Когда я спал, Гура явилась ко мне, я видел, как она лежит под потолком у меня в комнате. Ее лицо висело прямо над моим, я разглядел ее большой красивый рот, губы, сросшиеся вместе, как шрам. Она не отводила от меня взгляда, ее глаза то загорались, то гасли. Время от времени они исчезали, но все же глядели на меня. Потом глаза ее закрылись, но я продолжал чувствовать на себе ее взгляд… как сгущавшийся вокруг меня мрак.
СТАРЫЙ БЕГУН
Много лет подряд по Копенгагену бегал странный человек; не знаю, продолжает ли он бегать еще и теперь. Вряд ли хоть один из ныне живущих копенгагенцев не видел его. Стоит сказать: «Тот, что бегает», и все понимают, о ком идет речь. Когда я в последний раз видел его, он почти не изменился, хотя прошли годы после того, как мне раньше доводилось его встречать. Всем известно, что это был, или есть, мужчина без возраста, неопределенной профессии, сухой, как рак, с огромными ногами. Как я уже говорил, его отличительной чертой было то, что он вечно бегал, тяжело, устало, но не снижая темпа, несся вперед со скоростью около одного узла в час. На голове у него красовалась старомодная потрепанная шапочка из жесткого фетра, какую носили в шестидесятые годы прошлого века, она приобрела цвет датской погоды — серая-серая, как непрестанный дождь.

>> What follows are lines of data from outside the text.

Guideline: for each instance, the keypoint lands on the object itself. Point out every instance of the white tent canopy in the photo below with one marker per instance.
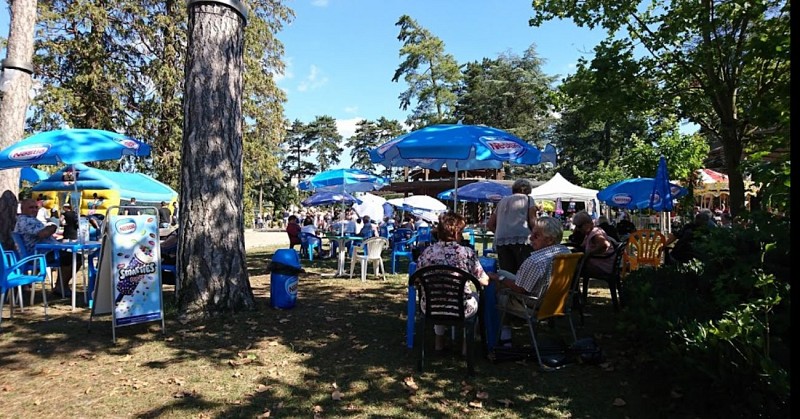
(558, 187)
(371, 205)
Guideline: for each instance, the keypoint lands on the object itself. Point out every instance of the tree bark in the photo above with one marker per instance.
(211, 256)
(13, 105)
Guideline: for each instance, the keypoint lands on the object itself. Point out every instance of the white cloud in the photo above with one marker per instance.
(314, 80)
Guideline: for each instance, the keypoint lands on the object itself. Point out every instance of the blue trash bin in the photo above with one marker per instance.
(284, 268)
(411, 307)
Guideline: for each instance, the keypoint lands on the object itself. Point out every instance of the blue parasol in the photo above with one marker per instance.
(635, 193)
(329, 198)
(459, 147)
(344, 180)
(481, 191)
(70, 146)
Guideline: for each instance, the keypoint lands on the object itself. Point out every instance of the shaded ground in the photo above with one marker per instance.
(344, 340)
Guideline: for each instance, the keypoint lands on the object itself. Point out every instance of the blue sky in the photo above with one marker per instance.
(341, 54)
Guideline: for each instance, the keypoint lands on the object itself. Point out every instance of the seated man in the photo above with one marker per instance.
(34, 231)
(310, 230)
(534, 273)
(369, 229)
(293, 230)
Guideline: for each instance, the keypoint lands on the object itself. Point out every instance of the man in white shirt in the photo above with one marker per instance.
(42, 213)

Когда он бежал, его нижняя губа шлепала, а глаза… малоприятно было при встрече со старым бегуном заглянуть в его блеклые глаза, можно было подумать, что это пятна, выжженные мышьяком на землисто-сером лице. Он походил на долго пролежавший труп, и, по существу, он уже давно был мертв. При желании выразить аллегорически его печальное существование, можно вообразить, будто он в какой-то ранний момент своей жизни узнал, что его могила лежит в сотнях миль отсюда и он должен во имя всего святого добежать до нее прежде, чем умрет. Потому-то он и пустился в путь и бежал всю свою жизнь, чтобы вовремя прийти к могиле, и в том, что он тридцать лет кружил в пределах Копенгагена, по одним и тем же улицам взад и вперед, была своя мудрость — по всей вероятности, он хотел найти здесь свою могилу. Он предпочитал бегать в черте города, старый Копенгаген больше подходил ему, здесь было его гнездо, и здесь он хотел умереть. И все же я один-единственный раз видел его на окраине — на мосту Королевы Луизы, и в тот раз он шел! Как сейчас помню: меня при этом охватил какой-то неприятный холод. Я тщетно пытался понять, что бы это значило.
Мне рассказывали, что этот человек большой оригинал. Так оно и есть на самом деле. Он обратился к врачу, чтобы вылечиться от какой-то внутренней болезни, и врач велел ему больше двигаться. По натуре человек дотошный, он выбрал бег как вид движения и, преследуя свою цель — окрепнуть, бегал всю жизнь, возможно он и сейчас еще надеется поправить свое здоровье. Когда я видел его в последний раз, от него почти ничего не осталось, кроме ног, но этот несчастный был всецело поглощен своей задачей, он был буквально воплощением этой задачи.